Atrial fibrillation (AF) is a condition involving an irregular heart rhythm, known as an arrhythmia. It is the most common type of arrhythmia, affecting approximately 350,000 Canadians. Generally, the risk of developing AF increases with age and with other risk factors such as diabetes, high blood pressure, and underlying heart disease. One of the main complications of atrial fibrillation is stroke. Individuals with atrial fibrillation have a risk of stroke that is 3 to 5 times greater than those without AF.

Symptoms

Some people with atrial fibrillation may feel perfectly fine. They may not even know they have the condition until they have a routine test called an electrocardiogram (described below). Others with atrial fibrillation may experience various symptoms including:

  • Irregular and fast heartbeat
  • Heart palpitations or a rapid thumping in their chest
  • Chest discomfort, chest pain or pressure
  • Shortness of breath, particularly with exertion or anxiety
  • Fatigue
  • Dizziness, sweating or nausea
  • Light-headedness or fainting

Actions you can take:

  • If you are experiencing any of these symptoms, visit your doctor.
  • If you have been diagnosed with A-fib, your doctor can help you determine the best way to treat your a-fib symptoms and risk.
  • If you are experiencing chest discomfort or other signs of a heart attack, call 9-1-1 or your local emergency number immediately.
  • On a regular basis, don't forget to ask your doctor to check your pulse.

 

An overview of atrial fibrillation

Atrial refers to the top two chambers of the heart known as the atria, where the irregularity in atrial fibrillation occurs. Atrial fibrillation falls under a larger category of illnesses called arrhythmias, which are electrical disturbances of the heart. Arrhythmias can also occur in the ventricles, the two chambers below the atria, and these tend to be more serious than arrhythmias affecting the atria.

The atria (the heart's "collecting chambers") are designed to send blood efficiently and rhythmically into the ventricles (the "pumping chambers") by way of regular electrical signals. From there, blood is pumped to the rest of the body. In atrial fibrillation, the electrical signals are rapid, irregular and disorganized, and the heart may not pump as efficiently.

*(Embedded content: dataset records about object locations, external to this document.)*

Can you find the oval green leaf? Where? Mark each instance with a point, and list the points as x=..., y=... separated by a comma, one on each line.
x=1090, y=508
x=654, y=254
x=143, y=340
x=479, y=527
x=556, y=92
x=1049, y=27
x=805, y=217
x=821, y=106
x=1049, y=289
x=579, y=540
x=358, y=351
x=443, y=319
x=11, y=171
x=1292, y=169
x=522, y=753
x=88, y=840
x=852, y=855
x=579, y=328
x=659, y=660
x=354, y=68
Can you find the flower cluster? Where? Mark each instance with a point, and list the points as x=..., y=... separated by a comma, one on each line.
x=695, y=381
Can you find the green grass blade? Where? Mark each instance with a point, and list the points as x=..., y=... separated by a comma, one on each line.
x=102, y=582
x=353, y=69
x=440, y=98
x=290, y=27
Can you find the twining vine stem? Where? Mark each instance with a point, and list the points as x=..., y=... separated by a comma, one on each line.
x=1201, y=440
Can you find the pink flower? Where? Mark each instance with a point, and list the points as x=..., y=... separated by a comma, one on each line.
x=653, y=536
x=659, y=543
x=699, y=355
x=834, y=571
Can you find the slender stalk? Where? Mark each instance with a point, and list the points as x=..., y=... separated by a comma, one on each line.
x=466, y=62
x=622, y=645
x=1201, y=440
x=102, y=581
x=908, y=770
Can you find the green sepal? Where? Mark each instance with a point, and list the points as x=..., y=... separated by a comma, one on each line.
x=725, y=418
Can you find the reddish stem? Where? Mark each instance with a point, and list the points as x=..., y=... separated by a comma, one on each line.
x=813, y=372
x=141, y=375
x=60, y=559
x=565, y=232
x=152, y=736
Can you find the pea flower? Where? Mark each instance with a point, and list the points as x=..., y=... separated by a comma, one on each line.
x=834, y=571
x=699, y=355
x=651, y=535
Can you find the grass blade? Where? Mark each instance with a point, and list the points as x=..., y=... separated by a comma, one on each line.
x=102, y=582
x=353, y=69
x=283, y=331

Atrial fibrillation can cause the heart to beat very fast, sometimes more than 150 beats per minute. A faster than normal heartbeat is known as tachycardia.

Read more about the anatomy of the heart.

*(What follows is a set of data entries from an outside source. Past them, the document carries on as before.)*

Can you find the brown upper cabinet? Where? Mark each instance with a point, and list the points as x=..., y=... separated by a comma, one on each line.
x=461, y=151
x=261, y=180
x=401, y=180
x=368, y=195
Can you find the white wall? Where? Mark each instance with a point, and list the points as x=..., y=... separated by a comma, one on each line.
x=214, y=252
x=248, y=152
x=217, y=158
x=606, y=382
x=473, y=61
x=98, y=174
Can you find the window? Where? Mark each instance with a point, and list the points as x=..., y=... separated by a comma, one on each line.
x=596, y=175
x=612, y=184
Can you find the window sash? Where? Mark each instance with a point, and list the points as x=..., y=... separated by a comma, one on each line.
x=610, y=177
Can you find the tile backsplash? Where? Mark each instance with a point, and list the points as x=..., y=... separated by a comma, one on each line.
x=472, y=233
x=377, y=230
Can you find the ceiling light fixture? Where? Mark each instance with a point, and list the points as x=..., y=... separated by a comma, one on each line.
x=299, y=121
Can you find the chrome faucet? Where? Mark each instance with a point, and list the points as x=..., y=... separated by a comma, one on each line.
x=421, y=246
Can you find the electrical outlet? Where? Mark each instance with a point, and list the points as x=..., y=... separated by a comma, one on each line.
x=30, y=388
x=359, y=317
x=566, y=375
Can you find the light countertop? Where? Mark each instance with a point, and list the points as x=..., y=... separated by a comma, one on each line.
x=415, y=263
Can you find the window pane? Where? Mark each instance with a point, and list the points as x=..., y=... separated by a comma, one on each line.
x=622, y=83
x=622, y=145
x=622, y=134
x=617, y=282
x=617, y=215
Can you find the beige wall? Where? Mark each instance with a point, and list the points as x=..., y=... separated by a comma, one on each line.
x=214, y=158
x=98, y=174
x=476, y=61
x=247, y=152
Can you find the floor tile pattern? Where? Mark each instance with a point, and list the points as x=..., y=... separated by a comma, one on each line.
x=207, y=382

Although untreated atrial fibrillation can cause considerable impairment of quality of life, the majority of patients with AF lead active, normal lives with treatment. Be sure to consult your doctor if you have atrial fibrillation but continue to feel unwell.

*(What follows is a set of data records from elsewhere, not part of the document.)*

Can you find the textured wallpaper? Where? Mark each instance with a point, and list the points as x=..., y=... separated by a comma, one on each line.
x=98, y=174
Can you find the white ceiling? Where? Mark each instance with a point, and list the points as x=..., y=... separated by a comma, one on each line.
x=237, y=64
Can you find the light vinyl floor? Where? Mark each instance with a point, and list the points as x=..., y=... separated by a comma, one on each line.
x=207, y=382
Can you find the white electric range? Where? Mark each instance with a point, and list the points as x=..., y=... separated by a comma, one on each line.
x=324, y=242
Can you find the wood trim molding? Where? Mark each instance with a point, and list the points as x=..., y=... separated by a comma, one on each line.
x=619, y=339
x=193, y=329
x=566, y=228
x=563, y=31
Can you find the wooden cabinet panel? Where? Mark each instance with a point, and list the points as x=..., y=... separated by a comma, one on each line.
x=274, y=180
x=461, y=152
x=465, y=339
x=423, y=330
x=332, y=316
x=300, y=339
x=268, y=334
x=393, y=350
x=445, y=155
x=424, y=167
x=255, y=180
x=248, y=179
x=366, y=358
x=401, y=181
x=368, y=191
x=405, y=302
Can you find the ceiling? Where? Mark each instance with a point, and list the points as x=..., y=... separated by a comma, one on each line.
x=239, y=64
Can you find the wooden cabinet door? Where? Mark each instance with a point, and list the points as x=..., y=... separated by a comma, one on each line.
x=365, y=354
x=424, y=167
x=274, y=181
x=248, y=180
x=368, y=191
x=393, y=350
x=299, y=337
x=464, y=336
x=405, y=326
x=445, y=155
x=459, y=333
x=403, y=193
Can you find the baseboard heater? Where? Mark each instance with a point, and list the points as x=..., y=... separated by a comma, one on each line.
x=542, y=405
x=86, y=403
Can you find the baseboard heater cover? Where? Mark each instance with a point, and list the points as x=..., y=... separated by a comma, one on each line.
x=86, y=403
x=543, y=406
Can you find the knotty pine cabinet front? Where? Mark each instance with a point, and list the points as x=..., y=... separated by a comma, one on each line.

Atrial fibrillation (AF) has different forms

  • Paroxysmal Paroxysmal AF is a temporary, sometimes recurrent condition. It can start suddenly and then the heart returns to a normal beat on its own, usually within 24 hours, without medical assistance.
  • Persistent If you have had atrial fibrillation for more than seven days, this is considered persistent AF. With this type of AF, the heart continues to beat irregularly, and will require either medical or electrical intervention to return the heart to a normal rhythm.
  • Permanent In permanent AF, the irregular beating of the heart lasts for more than a year when medications and other treatments have failed. Some patients with permanent AF do not feel any symptoms nor do they require any medications.

 

What causes atrial fibrillation?

Quite often, the cause of atrial fibrillation is not known. Here are a few conditions that might lead to AF:

  • High blood pressure, the most common cause
  • Abnormal structure of the heart
  • Infection or inflammation of the heart (myocarditis or pericarditis)
  • Diseases that damage the valves of the heart
  • Overactive thyroid (hyperthyroidism)
  • A blood clot in the lung (pulmonary embolism)
  • Congenital heart disease
  • Excessive use of alcohol

 

How do I know if I have atrial fibrillation?

Some people with atrial fibrillation may feel perfectly fine. They may not know they have the condition until they have a routine test called an electrocardiogram (described below).

To hear what atrial fibrillation sounds like, listen to this audio file.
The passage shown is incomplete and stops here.